毎日のように自分で豆をひき、コーヒーを飲みます。
コーヒーほど世界中で愛されている飲み物はないかもしれませんね。
20年以上前に写真展で出会い、とても心に残っている写真があります。
写真:長倉洋海 写真集 「サルバドル」より
題名: 町の食堂で、一杯のコーヒーを大切に飲む老農夫1984.12
説明には「ラ・パルマの町の小さな食堂で撮影。老人はソンブレロ(帽子)と節くれだった手から農民に見えた。買い物に町に来たのだろう。コーヒー一杯で遠慮したのかイスにも座らず、味わうようにゆっくり飲む姿が印象的だった」とあります。
久しぶりに、手元にある写真集を広げると、やはり心が動きます。
老人の奥ゆかしいたたずまい。
日ごろの労働を物語る節くれだった手で、大切にコーヒーを持ち、一人でゆっくりと味わっている。

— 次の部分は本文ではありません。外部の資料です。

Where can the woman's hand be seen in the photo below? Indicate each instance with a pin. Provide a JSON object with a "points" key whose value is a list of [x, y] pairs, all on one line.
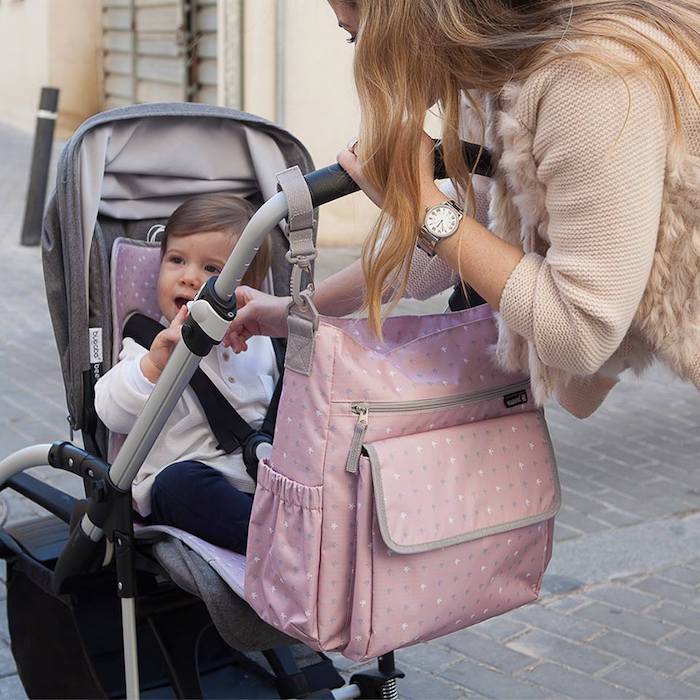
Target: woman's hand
{"points": [[154, 361], [351, 163], [258, 314]]}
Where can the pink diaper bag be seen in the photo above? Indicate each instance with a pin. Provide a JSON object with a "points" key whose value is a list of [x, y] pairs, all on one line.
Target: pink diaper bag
{"points": [[411, 490]]}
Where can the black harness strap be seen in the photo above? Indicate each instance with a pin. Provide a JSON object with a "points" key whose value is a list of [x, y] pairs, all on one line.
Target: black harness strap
{"points": [[230, 430]]}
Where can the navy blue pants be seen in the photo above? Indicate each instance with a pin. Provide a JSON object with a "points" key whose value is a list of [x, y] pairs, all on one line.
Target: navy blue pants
{"points": [[197, 498]]}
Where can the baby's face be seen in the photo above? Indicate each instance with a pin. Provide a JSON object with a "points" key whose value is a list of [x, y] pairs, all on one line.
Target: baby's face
{"points": [[189, 261]]}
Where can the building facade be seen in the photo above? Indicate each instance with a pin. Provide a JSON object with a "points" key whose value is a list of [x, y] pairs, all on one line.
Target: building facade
{"points": [[286, 60]]}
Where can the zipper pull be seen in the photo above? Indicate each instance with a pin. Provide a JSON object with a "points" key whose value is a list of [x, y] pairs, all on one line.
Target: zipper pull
{"points": [[358, 436]]}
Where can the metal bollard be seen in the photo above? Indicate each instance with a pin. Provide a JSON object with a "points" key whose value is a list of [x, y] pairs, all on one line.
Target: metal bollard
{"points": [[41, 161]]}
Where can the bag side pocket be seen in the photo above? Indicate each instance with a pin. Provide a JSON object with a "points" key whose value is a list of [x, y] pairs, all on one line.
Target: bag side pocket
{"points": [[283, 555]]}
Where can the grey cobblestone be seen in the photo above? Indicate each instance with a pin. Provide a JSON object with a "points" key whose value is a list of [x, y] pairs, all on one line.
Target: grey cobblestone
{"points": [[622, 597], [668, 589], [541, 645], [687, 642], [572, 684], [651, 655], [650, 684], [491, 684], [677, 614], [635, 623], [549, 621], [485, 650]]}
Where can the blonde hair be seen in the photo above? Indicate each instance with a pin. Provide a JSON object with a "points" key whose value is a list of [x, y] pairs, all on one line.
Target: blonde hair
{"points": [[411, 54]]}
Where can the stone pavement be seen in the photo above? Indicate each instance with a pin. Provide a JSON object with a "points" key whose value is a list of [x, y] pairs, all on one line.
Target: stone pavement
{"points": [[620, 612]]}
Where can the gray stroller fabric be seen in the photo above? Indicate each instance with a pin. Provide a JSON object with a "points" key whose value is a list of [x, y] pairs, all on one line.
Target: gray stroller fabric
{"points": [[122, 171], [234, 619]]}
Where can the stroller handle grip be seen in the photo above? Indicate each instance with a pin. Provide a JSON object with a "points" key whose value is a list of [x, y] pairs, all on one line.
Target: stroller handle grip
{"points": [[333, 182]]}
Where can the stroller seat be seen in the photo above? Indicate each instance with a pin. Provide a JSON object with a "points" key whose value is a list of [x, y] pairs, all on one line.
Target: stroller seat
{"points": [[134, 274]]}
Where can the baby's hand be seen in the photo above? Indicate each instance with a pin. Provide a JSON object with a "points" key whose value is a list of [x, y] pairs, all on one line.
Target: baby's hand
{"points": [[154, 361]]}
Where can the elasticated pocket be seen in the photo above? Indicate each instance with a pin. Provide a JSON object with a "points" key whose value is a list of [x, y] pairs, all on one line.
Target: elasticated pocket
{"points": [[284, 543]]}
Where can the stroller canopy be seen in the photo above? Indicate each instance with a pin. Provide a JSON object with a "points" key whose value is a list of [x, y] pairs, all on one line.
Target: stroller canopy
{"points": [[122, 171]]}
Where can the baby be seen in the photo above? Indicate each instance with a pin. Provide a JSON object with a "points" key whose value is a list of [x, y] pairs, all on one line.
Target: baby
{"points": [[187, 481]]}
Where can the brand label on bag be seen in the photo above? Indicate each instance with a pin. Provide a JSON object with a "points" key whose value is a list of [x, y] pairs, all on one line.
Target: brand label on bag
{"points": [[95, 345], [515, 399]]}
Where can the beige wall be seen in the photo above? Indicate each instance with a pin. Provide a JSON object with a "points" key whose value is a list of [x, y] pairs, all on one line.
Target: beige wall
{"points": [[74, 60], [24, 51], [49, 43], [313, 96]]}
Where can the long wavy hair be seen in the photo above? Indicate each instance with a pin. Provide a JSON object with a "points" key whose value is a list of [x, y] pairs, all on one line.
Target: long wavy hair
{"points": [[413, 54]]}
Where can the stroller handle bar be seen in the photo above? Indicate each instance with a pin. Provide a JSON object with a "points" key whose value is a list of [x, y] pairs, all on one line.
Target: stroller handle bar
{"points": [[332, 182]]}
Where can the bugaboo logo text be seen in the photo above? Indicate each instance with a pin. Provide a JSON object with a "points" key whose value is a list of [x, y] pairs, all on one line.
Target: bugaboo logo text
{"points": [[95, 345]]}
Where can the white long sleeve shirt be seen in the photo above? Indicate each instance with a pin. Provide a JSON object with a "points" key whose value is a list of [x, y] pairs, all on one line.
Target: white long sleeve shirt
{"points": [[246, 380]]}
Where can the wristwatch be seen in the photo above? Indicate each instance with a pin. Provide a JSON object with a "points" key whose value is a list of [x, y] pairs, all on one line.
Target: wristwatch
{"points": [[441, 221]]}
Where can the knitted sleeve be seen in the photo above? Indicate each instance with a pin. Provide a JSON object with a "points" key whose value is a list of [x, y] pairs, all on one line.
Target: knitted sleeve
{"points": [[600, 153]]}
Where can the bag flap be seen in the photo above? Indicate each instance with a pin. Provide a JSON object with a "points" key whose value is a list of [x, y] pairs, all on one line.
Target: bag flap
{"points": [[454, 485]]}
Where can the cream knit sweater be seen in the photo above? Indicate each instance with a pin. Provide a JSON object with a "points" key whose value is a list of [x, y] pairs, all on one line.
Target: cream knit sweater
{"points": [[607, 210]]}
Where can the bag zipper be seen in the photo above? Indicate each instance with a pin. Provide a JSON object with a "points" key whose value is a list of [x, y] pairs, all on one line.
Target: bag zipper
{"points": [[362, 410]]}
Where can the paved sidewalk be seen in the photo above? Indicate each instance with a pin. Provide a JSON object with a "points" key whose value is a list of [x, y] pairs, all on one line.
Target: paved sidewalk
{"points": [[620, 612]]}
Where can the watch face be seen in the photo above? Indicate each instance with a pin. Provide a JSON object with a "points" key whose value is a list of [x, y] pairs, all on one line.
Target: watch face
{"points": [[442, 221]]}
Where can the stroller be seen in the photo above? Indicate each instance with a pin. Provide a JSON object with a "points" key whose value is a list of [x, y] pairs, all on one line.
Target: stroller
{"points": [[183, 631]]}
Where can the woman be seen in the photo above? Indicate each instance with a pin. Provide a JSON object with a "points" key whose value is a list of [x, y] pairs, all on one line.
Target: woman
{"points": [[591, 109]]}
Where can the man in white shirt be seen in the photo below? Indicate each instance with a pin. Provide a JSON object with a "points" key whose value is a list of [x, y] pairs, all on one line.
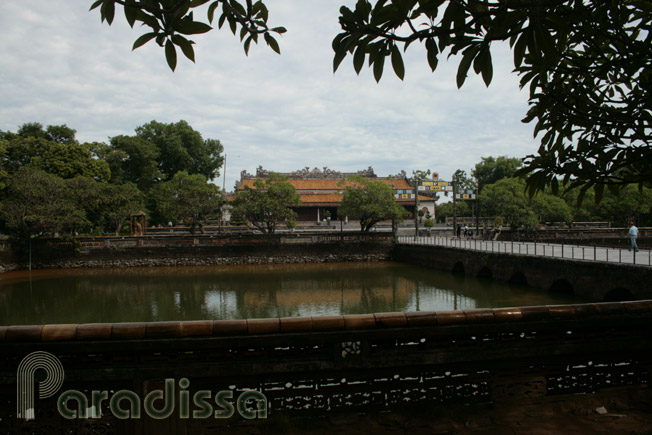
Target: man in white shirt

一杯のコーヒーとこの刹那が、この老人にとってどれほど貴重なものなのでしょう。
人間への愛おしさが溢れていて、撮影者の温かいまなざしがあります。
この写真に出会った当時の私は、周りのみんなが飲むからくらいの理由で、習慣的にコーヒーを飲んでいたので、一杯のコーヒーをこんなにも大事に飲んでいる人がいるのだ、とハッとする経験でした。
今も、毎日コーヒーを入れていると、日によっては粗雑に入れるときもあり、全部飲まずに残すこともあり・・
この写真をみると、一杯の飲物が人にとってどういうものであるか、改めて考えるのです。